Marine radar systems can provide very useful radar navigation information for navigators on board ships. The ship's position could be fixed by the bearing and distance information of a fixed, reliable target on the radar screen.

===Radar controls===
Marine radar has performance adjustment controls for brightness and contrast, also manual or automatic adjustment of gain, tuning, sea clutter and rain clutter suppression, and interference reduction. Other common controls consist of range scale, bearing cursor, fix/variable range marker (VRM) or bearing/distance cursor (EBL).

==Errors==
Marine radars are subject to similar errors of other types of radar. These include radar plotting errors such as range errors, errors in bearing and the incorrect use of own vessel's data.

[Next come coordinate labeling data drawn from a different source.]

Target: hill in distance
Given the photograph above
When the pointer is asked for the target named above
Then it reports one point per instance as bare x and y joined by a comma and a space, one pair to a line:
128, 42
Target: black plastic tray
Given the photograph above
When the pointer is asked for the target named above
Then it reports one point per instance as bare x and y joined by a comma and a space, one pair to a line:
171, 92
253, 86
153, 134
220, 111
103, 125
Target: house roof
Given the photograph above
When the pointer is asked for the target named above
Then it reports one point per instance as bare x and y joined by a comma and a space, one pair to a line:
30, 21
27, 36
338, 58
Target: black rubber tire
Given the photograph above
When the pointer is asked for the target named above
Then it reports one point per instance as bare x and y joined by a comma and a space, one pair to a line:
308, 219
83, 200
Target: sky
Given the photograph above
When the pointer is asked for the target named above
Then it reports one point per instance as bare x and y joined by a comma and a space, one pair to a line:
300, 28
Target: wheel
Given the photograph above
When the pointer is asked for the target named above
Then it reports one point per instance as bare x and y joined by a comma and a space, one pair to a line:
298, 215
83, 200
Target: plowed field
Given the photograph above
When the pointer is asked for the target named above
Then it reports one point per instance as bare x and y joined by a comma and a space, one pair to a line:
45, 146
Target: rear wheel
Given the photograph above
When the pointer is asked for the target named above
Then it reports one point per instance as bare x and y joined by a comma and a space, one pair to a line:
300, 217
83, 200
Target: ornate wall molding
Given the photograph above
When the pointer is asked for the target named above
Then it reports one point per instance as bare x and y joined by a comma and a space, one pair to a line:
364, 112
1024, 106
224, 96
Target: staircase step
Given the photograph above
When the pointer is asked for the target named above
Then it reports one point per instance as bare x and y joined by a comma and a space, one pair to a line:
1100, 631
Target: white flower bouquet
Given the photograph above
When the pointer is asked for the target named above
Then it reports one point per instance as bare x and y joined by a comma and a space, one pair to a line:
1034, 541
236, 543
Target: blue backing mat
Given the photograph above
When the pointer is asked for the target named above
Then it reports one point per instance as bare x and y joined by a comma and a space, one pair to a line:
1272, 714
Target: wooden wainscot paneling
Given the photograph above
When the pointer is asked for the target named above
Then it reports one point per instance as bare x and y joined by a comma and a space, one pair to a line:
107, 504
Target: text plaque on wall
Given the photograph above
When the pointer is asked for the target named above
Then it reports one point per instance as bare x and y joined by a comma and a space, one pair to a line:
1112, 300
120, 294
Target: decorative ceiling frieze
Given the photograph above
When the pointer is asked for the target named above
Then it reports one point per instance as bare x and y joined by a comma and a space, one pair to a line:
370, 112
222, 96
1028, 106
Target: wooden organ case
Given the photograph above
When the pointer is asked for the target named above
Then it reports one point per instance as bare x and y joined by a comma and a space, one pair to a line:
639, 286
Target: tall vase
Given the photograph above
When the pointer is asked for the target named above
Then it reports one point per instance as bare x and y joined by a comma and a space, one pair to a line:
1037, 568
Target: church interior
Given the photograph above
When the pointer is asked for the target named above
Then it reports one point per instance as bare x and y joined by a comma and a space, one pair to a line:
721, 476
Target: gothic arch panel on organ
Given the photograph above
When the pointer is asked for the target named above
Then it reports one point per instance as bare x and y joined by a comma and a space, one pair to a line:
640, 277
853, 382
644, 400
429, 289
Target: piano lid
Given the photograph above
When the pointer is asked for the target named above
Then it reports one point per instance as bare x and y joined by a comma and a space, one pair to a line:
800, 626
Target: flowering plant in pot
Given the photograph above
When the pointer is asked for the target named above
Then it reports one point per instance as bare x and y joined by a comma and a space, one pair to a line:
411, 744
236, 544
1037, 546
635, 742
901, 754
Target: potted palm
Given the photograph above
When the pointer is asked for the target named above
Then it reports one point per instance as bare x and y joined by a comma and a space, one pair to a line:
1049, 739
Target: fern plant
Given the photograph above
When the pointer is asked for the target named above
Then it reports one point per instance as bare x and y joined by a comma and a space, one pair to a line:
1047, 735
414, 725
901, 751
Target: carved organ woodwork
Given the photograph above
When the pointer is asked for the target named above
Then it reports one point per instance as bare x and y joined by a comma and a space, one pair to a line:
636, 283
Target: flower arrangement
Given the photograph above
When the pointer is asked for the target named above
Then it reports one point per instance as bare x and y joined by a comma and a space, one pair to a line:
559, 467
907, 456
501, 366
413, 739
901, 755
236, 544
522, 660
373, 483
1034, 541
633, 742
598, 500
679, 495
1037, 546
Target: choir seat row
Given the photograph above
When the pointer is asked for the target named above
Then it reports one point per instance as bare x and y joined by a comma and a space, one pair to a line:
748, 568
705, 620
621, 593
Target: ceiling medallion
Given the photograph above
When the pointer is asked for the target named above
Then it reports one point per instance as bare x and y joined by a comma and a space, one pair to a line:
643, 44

==Use with other equipment==
Radars are rarely used alone in a marine setting. A modern trend is the integration of radar with other navigation displays on a single screen, as it becomes quite distracting to look at several different screens. Therefore, displays can often overlay an electronic GPS navigation chart of ship position, and a sonar display, on the radar display. This provides a combined view of surroundings, to maneuver the ship.

In commercial ships, radars are integrated into a full suite of marine instruments including chartplotters, sonar, two-way marine radio, satellite navigation (GNSS) receivers such as the US Global Positioning System (GPS), and emergency locators (SART). With digital data buses to exchange data, these devices advanced greatly in the early 21st century. For example, some have 3D displays that allow navigators to see above, below and all around the ship, including overlays of satellite imaging.